When creating a dynamic group, the validate rules should be available to anyone with the permissions to create groups. Currently I have to use an elevated account (i think Intune Administrator) in order to validate Dynamic rules i create with my day to day Admin account that is a group Administrator. could Validate rules be made available for Group Administrator accounts?
- Jason_SandysHi Alastair. This is great feedback that we can pass on to our Entra colleagues (as it is outside the scope of Intune).
- Is any effort being made to partner with the CM dev team to try and resolve Intune Autopilot Deployment with CM client install in Hybrid Join scenarios? We want to have immediate CM client functionality and not rely on other methods like GP based install which can still break Intune deployment depending on timing. You can't deploy the CM client in Windows Autopilot for hybrid Azure AD join without interrupting deployment.
- Jason_SandysHi Michael. The ConfigMgr and Intune dev teams are one in the same for most intents and purposes. For your challenge, this is one of many reasons we strongly discourage customers from using Autopilot for hybrid join scenarios. Our strong recommendation is that all new Windows device provisioning uses Entra join. For this reason, we have no intent to change or improve Autopilot to account for friction during Autopilot. Here's a blog I wrote about three years ago -- note that the strong undertone even then was not to do this (this being hybrid join + Autopilot): https://techcommunity.microsoft.com/t5/intune-customer-success/success-with-remote-windows-autopilot-and-hybrid-azure-active/ba-p/2749353.
- Changing the enrolled by user is also a pain point on Windows side for device compliance, once the first user to login leaves the company the device will be marked as non-compliant and MS support as said "enrolled by user" is a constant and cannot be changed, meaning we might have to reprovision devices unnecessarily, is there a way to handle this?

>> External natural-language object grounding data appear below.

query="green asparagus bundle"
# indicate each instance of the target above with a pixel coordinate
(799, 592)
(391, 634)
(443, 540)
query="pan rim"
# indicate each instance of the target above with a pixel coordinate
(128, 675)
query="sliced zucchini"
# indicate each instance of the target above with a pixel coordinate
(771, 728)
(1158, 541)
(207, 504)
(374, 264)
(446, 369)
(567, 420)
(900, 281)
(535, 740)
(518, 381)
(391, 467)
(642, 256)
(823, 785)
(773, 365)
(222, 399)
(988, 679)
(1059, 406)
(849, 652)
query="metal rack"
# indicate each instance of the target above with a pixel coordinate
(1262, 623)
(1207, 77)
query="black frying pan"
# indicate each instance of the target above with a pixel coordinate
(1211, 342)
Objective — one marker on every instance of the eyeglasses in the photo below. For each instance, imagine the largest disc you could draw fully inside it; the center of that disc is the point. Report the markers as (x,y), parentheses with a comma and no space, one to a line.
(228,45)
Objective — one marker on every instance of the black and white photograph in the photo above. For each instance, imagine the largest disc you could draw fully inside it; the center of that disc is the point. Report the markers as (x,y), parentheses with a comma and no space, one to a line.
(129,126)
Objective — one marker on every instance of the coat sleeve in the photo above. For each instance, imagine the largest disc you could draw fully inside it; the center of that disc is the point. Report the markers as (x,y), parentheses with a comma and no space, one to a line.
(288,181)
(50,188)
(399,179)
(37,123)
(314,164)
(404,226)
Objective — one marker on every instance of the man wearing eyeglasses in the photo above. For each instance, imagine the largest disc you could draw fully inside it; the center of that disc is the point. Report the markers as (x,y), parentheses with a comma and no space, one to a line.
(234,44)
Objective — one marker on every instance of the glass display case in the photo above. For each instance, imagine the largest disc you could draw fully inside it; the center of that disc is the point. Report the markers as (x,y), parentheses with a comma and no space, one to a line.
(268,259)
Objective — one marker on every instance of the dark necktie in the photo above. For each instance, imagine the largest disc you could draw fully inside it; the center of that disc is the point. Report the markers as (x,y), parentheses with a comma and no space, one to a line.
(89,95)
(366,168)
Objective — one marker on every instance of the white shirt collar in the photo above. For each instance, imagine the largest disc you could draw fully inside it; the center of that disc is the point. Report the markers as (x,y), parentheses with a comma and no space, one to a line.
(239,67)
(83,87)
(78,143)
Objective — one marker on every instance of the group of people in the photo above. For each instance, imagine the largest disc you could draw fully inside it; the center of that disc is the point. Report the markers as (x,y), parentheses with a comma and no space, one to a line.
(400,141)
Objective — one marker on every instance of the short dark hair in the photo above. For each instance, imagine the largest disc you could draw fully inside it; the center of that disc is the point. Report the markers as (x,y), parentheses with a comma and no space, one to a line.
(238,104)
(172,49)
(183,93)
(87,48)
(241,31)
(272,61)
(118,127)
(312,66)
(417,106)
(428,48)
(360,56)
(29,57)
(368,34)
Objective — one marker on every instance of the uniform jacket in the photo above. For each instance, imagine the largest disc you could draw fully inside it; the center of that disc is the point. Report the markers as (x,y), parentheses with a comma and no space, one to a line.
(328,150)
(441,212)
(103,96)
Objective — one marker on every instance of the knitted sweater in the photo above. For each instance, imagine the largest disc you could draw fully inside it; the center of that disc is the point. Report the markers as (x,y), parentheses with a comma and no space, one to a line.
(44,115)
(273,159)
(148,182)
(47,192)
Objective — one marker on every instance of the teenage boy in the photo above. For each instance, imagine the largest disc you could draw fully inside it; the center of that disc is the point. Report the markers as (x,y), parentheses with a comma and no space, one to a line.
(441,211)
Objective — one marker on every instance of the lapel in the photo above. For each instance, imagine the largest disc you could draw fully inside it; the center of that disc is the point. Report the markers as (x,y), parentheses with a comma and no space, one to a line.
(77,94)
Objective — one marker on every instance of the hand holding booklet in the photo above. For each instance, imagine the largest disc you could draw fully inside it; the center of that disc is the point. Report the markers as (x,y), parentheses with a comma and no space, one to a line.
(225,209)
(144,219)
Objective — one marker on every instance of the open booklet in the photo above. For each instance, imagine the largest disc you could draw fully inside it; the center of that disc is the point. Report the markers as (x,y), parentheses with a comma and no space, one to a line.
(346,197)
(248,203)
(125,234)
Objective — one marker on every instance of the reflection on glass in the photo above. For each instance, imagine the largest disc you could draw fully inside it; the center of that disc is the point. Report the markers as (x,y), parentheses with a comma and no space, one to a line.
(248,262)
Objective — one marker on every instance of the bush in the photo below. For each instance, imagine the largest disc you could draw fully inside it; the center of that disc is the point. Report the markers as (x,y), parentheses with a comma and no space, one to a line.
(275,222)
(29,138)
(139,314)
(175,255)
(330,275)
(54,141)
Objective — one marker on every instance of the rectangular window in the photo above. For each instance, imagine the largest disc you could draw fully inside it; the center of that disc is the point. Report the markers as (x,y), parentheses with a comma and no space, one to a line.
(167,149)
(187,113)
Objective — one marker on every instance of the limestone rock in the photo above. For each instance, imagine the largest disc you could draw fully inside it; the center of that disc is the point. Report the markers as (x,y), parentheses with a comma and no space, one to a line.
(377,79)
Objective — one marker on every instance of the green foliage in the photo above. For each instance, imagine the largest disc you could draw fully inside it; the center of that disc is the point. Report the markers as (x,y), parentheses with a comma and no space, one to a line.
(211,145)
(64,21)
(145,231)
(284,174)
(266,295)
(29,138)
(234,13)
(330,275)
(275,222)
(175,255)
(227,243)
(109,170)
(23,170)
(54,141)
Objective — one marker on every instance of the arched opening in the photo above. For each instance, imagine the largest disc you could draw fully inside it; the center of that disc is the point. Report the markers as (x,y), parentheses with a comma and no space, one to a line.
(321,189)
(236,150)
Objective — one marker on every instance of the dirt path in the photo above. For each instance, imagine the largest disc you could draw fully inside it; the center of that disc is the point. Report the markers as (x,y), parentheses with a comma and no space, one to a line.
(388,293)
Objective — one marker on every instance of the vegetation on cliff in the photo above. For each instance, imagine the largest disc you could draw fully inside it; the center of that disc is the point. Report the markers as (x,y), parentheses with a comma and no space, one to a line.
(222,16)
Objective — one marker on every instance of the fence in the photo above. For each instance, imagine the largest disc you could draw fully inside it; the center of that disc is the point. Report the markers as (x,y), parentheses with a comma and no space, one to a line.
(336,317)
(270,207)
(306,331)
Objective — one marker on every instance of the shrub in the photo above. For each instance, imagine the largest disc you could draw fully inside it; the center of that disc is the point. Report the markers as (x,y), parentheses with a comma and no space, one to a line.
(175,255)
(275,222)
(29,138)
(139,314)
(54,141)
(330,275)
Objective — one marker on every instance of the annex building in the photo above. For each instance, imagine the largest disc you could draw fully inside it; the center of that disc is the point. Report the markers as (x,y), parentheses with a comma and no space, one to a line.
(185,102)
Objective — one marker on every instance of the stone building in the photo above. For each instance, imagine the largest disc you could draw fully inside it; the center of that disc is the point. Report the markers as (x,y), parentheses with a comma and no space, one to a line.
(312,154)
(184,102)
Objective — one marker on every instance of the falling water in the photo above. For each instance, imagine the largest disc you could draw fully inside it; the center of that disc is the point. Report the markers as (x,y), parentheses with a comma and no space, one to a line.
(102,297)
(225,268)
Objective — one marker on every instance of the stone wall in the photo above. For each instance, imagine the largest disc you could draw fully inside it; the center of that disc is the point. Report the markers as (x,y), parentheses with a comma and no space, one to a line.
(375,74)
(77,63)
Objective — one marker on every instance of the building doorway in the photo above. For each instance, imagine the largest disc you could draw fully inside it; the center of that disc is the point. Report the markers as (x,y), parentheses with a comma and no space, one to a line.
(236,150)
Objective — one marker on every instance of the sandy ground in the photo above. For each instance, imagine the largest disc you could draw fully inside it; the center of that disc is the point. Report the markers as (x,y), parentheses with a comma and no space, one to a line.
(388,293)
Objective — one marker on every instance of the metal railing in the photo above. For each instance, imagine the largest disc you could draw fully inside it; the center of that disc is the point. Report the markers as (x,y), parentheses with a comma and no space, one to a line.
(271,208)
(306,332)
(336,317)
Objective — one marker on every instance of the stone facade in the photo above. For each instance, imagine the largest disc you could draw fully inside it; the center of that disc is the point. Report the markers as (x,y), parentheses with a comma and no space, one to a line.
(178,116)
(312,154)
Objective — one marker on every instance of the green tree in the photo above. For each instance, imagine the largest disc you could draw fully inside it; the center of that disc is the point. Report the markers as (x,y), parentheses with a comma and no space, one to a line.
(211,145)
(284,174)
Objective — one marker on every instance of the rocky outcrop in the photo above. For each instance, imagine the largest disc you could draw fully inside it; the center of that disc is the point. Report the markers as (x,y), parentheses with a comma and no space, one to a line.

- For security/compliance reason you probably would want to wipe the device before handing it to a new employee and go thru a OOBE process.
- Jason_SandysHi Michael Perez. This is an area of interest and internal investigation right now so I don't have an explicit answer for you but rather a question: why wouldn't you just Autopilot Reset (or fully reset) these devices?
- For example, shared environment devices (labs for us internally) where the device lives beyond the original user that was used to enroll it.
- Application installation Approval system is going to added to the upcoming intune version?
- you can use Apps in intune and company portal to package apps and distribute them to a user. there is also EPM, Endpoint Privilege Management that allows you to do that
- That is not relevant my question.
- Jason_SandysWe have nothing to share at this time except that this is a request we've heard many times previously and have aspirations to provide some functionality that should meet requirements around user app requests and their subsequent approvals.